Janet Fordham, 69 anni, ha perso 1 milione di sterline a causa di truffatori in cinque paesi prima di un incidente mortale in Africa occidentale. L'inchiesta rivela una storia tragica.
Un'inchiesta devastante nel Devon ha rivelato le tragiche circostanze della morte di Janet Fordham, una donna britannica di 69 anni rimasta vittima di un'elaborata truffa romantica che alla fine le è costata non solo i risparmi di una vita, ma la vita stessa. Il caso evidenzia l'intersezione sempre più pericolosa tra frodi finanziarie e vittime vulnerabili che cercano disperatamente di recuperare le proprie perdite con ogni mezzo necessario.
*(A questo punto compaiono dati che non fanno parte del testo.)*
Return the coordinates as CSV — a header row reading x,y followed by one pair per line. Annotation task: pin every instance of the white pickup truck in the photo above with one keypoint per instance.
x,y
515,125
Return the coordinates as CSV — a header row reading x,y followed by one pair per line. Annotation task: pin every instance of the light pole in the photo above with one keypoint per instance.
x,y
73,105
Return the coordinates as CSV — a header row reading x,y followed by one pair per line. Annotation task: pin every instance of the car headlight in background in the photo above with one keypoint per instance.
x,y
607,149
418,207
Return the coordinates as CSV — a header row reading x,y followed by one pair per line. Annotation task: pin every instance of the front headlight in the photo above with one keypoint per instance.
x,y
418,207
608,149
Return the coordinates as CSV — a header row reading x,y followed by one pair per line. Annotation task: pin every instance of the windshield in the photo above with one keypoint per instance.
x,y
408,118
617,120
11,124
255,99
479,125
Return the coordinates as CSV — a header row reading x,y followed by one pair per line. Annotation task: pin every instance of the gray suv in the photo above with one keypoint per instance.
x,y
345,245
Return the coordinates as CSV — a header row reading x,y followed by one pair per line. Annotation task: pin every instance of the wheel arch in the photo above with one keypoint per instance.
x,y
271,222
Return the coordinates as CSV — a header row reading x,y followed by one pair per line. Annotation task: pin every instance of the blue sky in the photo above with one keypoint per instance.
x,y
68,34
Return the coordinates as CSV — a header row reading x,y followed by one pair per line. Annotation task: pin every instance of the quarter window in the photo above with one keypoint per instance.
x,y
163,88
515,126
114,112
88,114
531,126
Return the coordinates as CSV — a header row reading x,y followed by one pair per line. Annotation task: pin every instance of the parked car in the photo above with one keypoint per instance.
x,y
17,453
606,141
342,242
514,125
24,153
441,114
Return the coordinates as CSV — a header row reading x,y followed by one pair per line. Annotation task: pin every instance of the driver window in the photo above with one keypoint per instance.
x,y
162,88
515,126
Fordham è morta a causa delle ferite riportate in un incidente stradale mentre viaggiava in Ghana, Africa occidentale, dopo aver intrapreso una missione per recuperare fondi da persone che affermavano di poterla aiutare a recuperare i soldi che aveva perso a causa di truffatori internazionali. Le circostanze che circondano la sua morte dipingono un quadro che fa riflettere su come le reti di frode online operano in più continenti, sfruttando in egual misura vulnerabilità emotive e disperazione finanziaria.
Gli atti dell'inchiesta descrivono in dettaglio come la pensionata britannica sia stata sistematicamente defraudata per un periodo di cinque anni, perdendo circa 1 milione di sterline in totale. Gli autori del reato, operanti da varie località tra cui Regno Unito, Germania, Stati Uniti e Ghana, hanno eseguito quello che gli investigatori descrivono come uno schema coordinato che mirava a prenderla di mira emotivamente e finanziariamente.
Secondo la testimonianza presentata durante l'inchiesta, il calvario di Fordham è iniziato anni prima del suo fatale viaggio nell'Africa occidentale. I truffatori hanno utilizzato le classiche tattiche di frode romantica, stabilendo false relazioni romantiche con lei attraverso piattaforme online. Questi truffatori, lavorando come parte di reti criminali più ampie, hanno gradualmente costruito la fiducia con la loro vittima per periodi prolungati, coinvolgendola emotivamente in relazioni che esistevano solo nel regno digitale.